Gold markets have rallied rather significantly during the trading session on Thursday after initially plunging. Quite frankly, the recovery has been quite impressive, as we have formed a massive hammer now, and that should have a lot of people looking to get long. If we can break above the 50 day EMA on a daily close then I think we have a real shot at trying to fill that gap above, meaning that we could go looking towards the $1830 level.
That is not to say that it would be easy, but we may get a little bit of a boost if the US dollar gets clobbered after the jobs number on Friday. Keep in mind the full employment is one of the mandate for the Federal Reserve, so people will certainly be paying close attention to this economic announcement as a lot of people are questioning whether or not the Fed can continue its plans on tightening. Furthermore, tightening can happen in little bits and pieces, meaning that they do not necessarily have to go as far as they had once suggested.
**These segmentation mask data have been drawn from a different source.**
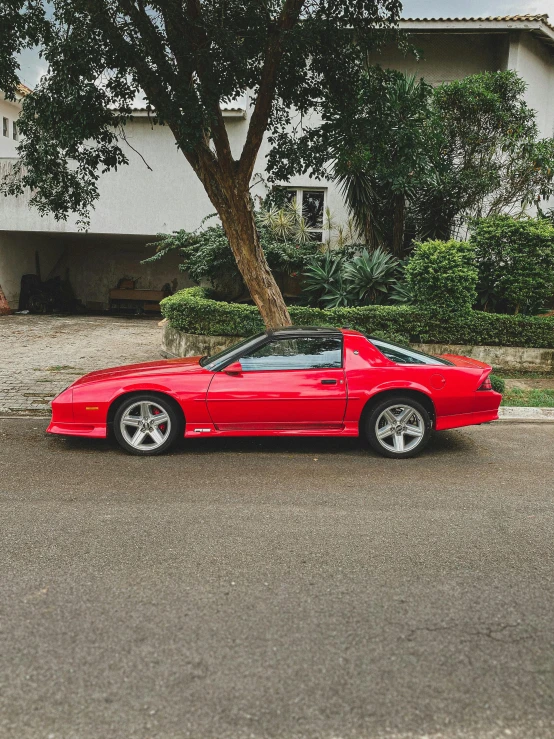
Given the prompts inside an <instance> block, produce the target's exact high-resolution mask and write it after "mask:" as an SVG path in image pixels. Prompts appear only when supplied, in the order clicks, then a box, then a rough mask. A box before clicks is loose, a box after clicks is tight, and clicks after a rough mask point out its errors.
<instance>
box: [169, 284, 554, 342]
mask: <svg viewBox="0 0 554 739" xmlns="http://www.w3.org/2000/svg"><path fill="white" fill-rule="evenodd" d="M161 308H162V314H163V316H164V317H165V318H167V319H168V320H169V322H170V323H171V325H172V326H173V327H174V328H176V329H179V330H180V331H184V332H185V333H189V334H208V335H212V336H250V335H251V334H255V333H258V332H259V331H263V328H264V325H263V322H262V320H261V318H260V314H259V313H258V309H257V308H255V307H254V306H252V305H242V304H240V303H223V302H219V301H215V300H210V299H209V298H207V297H206V293H205V291H204V289H203V288H200V287H192V288H188V289H186V290H181V291H180V292H178V293H175V295H171V296H170V297H169V298H165V299H164V300H162V302H161ZM289 311H290V315H291V318H292V321H293V323H294V324H295V325H297V326H349V327H350V328H353V329H357V330H359V331H365V332H367V333H374V332H376V331H385V332H394V333H395V334H403V335H405V336H409V337H410V339H411V341H412V342H422V343H437V344H473V345H475V344H486V345H487V344H488V345H491V346H530V347H537V348H543V349H554V317H551V318H537V317H534V316H510V315H503V314H498V313H483V312H481V311H467V312H460V313H458V314H456V313H450V314H447V315H444V314H442V315H439V314H437V313H429V312H426V311H424V310H421V309H420V308H414V307H408V306H385V305H370V306H364V307H361V308H333V309H331V310H320V309H319V308H307V307H306V308H305V307H302V306H291V307H290V308H289Z"/></svg>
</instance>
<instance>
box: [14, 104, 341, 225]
mask: <svg viewBox="0 0 554 739" xmlns="http://www.w3.org/2000/svg"><path fill="white" fill-rule="evenodd" d="M247 125H248V120H245V119H242V118H240V119H227V129H228V132H229V138H230V141H231V147H232V149H233V151H234V153H235V154H236V155H238V154H239V153H240V151H241V148H242V142H243V140H244V137H245V135H246V130H247ZM126 137H127V140H128V142H129V144H130V145H131V146H132V147H133V149H136V150H137V152H140V155H142V157H144V159H145V160H146V162H147V163H148V165H149V166H150V168H151V170H150V169H148V167H147V166H146V165H145V163H144V161H143V160H142V158H141V156H139V154H137V153H136V152H135V151H133V149H131V148H130V147H129V146H127V145H126V144H125V143H123V144H122V146H123V149H124V151H125V153H126V155H127V156H128V158H129V165H128V166H124V167H121V168H120V169H119V170H118V171H116V172H115V171H112V172H109V173H107V174H105V175H103V176H102V177H101V180H100V187H99V189H100V198H99V200H98V202H97V203H96V206H95V208H94V210H93V211H92V213H91V220H90V228H89V231H90V232H91V233H115V234H122V233H124V234H134V233H137V234H142V233H158V232H169V231H174V230H177V229H180V228H185V229H187V230H194V229H196V228H198V226H199V225H200V223H201V221H202V219H203V218H204V217H205V216H207V215H209V214H210V213H213V212H214V208H213V206H212V204H211V203H210V201H209V199H208V196H207V195H206V194H205V192H204V189H203V187H202V185H201V183H200V181H199V180H198V178H197V177H196V175H195V174H194V172H193V170H192V168H191V167H190V166H189V164H188V163H187V161H186V160H185V157H184V156H183V154H182V153H181V152H180V151H179V150H178V149H177V147H176V146H175V140H174V138H173V134H172V133H171V131H170V130H169V128H168V127H167V126H158V125H153V124H152V123H151V122H150V121H149V120H148V119H147V118H135V119H134V120H133V121H132V122H131V123H129V124H128V125H127V126H126ZM266 151H267V144H264V146H262V150H261V152H260V155H259V157H258V164H257V166H256V168H255V170H254V172H255V174H258V173H262V174H263V170H264V160H265V154H266ZM3 166H4V167H6V166H9V162H7V161H6V160H4V162H3ZM1 167H2V163H1V162H0V168H1ZM291 185H293V186H300V187H302V186H303V187H306V186H317V187H328V186H329V183H328V182H322V181H315V180H310V179H309V178H307V177H297V178H295V179H294V181H293V182H292V183H291ZM252 193H253V195H256V194H260V195H262V196H263V195H265V193H266V189H265V187H264V186H263V185H261V184H258V185H256V186H254V187H253V188H252ZM329 204H330V206H331V207H332V208H333V210H334V212H335V215H337V216H338V217H340V219H342V220H345V219H346V214H345V212H344V206H343V204H342V199H341V198H340V196H339V194H338V193H337V192H336V190H335V189H332V191H330V192H329ZM2 229H4V230H10V231H11V230H18V231H19V230H21V231H50V232H51V231H53V232H61V233H68V232H75V231H77V225H76V219H75V218H70V219H69V220H68V221H67V222H63V221H62V222H57V221H56V220H55V219H54V218H53V217H52V216H45V217H41V216H40V215H39V214H38V213H37V211H36V210H34V209H31V208H29V193H28V194H27V195H26V196H22V197H20V198H6V199H2V200H1V201H0V230H2Z"/></svg>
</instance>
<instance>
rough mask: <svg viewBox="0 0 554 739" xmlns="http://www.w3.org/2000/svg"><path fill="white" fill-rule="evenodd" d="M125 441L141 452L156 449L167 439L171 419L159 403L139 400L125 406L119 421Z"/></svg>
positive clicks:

Regardless of what happens during the day on Friday, I think you can probably count on a lot of choppy behavior. Because of the fact that gold is so highly influenced by the US dollar, we will have to pay attention to what is going on in the US Dollar Index, as well as the interest rate markets. This typically go wild after the jobs number, so it is going to be very difficult to put on a large position. However, if we do get that daily close above the 50 day EMA, I think it does suggest that we have more momentum coming as we head into the weekend. If that is going to be the case, then I am more than likely going to be a buyer at the open on Monday unless of course something changes from a fundamental or geopolitical standpoint over the weekend.
On the other hand, if we do turn around and crash through the $1780 level, that would be sufficiently bearish enough to have me looking at the possibility of shorting and aiming towards the $1750 level underneath. The market breaking down below there could send gold into a bit of a tailspin, something that I do not necessarily expect to see.